Everett was an interviewee of the Mesa County Oral History Project. While attending his senior year at Colorado College, Everett’s father died and he was forced to leave and help with his family’s dire financial situation. He dropped out of school and was offered a job as a U.S. Deputy stock detective. During this time, he had to operate secretly under the guise of a cowboy and join the cattle round-up at the Crow Indian Reservation in Montana. His main job was to keep a watchful eye over the operation and to catch any thieves attempting to steal beef.
“I was instructed not to give away the fact that I had a commission as a detective but to temporarily, at least, jump in and take my part as one of the cowboys. There had been a great deal of stealing cattle and running the wrong brand on big calves.
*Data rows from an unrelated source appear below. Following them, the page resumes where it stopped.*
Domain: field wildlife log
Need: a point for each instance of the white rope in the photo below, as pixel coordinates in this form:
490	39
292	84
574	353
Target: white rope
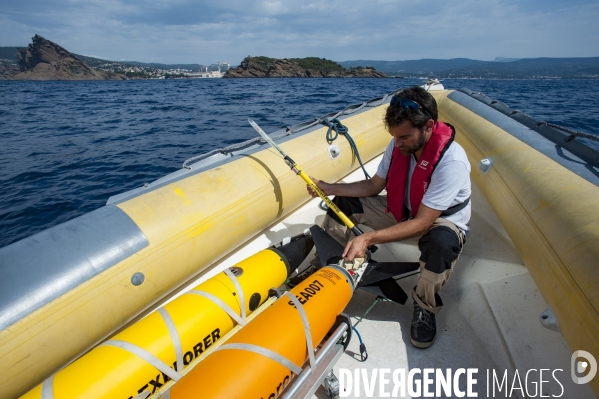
304	317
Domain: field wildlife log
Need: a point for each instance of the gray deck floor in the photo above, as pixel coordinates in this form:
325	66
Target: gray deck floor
490	320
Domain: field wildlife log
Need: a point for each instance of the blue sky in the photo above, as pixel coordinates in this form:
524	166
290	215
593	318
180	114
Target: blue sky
189	31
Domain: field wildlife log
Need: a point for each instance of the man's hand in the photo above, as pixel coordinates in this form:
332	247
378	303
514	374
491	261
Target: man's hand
356	248
322	185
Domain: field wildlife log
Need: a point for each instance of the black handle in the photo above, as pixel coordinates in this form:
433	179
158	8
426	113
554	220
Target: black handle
358	232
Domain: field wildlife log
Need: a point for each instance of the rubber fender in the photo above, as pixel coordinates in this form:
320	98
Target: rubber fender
113	372
236	373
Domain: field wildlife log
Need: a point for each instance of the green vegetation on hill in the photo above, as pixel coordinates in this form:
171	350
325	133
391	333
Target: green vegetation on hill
315	63
263	61
319	64
9	53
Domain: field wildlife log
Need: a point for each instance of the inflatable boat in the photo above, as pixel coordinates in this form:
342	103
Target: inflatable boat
525	294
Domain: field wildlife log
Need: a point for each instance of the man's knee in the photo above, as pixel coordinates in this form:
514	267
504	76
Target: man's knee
439	248
347	205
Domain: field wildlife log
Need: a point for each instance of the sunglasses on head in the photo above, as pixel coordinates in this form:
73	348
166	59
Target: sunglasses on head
409	105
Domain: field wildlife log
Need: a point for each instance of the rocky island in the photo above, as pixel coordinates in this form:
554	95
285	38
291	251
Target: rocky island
311	67
46	60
There was also quite a good deal of trouble about various employees of the government bringing in liquor which they traded or sold to the Indians for horses and other commodities.” – Dr. Everett H. Munro
The life of a detective may seem flashy and intoxicating, but it came with its moments of struggle.
Everett had little experience working with cowboys and wrangling cattle, and his first chunk of time spent under disguise did not go as smoothly as planned. He began chopping wood for the camp because he didn’t know what to do with himself, completing someone else’s chore in the process and looking like a bit of a fool. He rounded up cattle only to lead them a few miles in the wrong direction of the check-in point, missing his day’s meals and showing up late and red-faced. After a matter of time he settled in, and finally made a bust – two Native Americans had been stealing beef and burying it in a pit under the floor of their teepee.
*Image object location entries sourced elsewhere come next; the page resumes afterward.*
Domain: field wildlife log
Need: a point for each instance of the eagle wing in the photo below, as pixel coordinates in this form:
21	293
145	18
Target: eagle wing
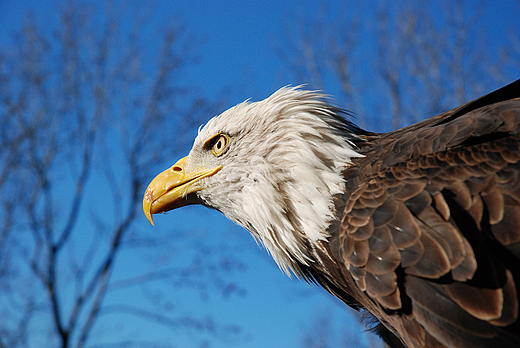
429	236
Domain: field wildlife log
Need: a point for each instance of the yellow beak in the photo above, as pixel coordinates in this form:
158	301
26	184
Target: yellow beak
167	189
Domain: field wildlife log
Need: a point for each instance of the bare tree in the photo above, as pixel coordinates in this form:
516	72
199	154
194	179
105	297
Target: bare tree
81	106
398	63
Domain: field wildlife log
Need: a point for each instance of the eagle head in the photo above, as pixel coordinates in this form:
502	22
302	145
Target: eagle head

It soon became apparent that Everett was not a normal, bronco-riding, rope-lassoing cowboy on the range. He received his paychecks in the mail, while other cowboys were paid directly by the foreman. His less than proficient cowboy skills made his status as an outsider even more obvious. He often felt shunned when he went into the town bar, and had to work hard to convince his fellow man that he was more of a cohort than a spy.
Despite his somewhat awkward presence, Everett managed to successfully navigate through his brief detective career while camping out on the Montana Big Horn range during harsh, -26 degree Fahrenheit winters. He eventually made friends during his assignment, often with members of the Crow tribe in Crow Agency, Montana. The Crow Agency Hospital housed a doctor named Dr. Posey, a wild young man who mentored Everett on his journey to becoming a doctor himself. Dr. Posey taught him how to administer anesthesia and let him sit in on surgeries, well before he had acquired any official educational training.
On top of a brief career as a detective, Dr. Munro had a lengthy, full life in Mesa County with many accomplishments under his belt. He was a well-renowned surgeon, the City Health Officer for Grand Junction in 1922, and organized the Cancer Society in Mesa County.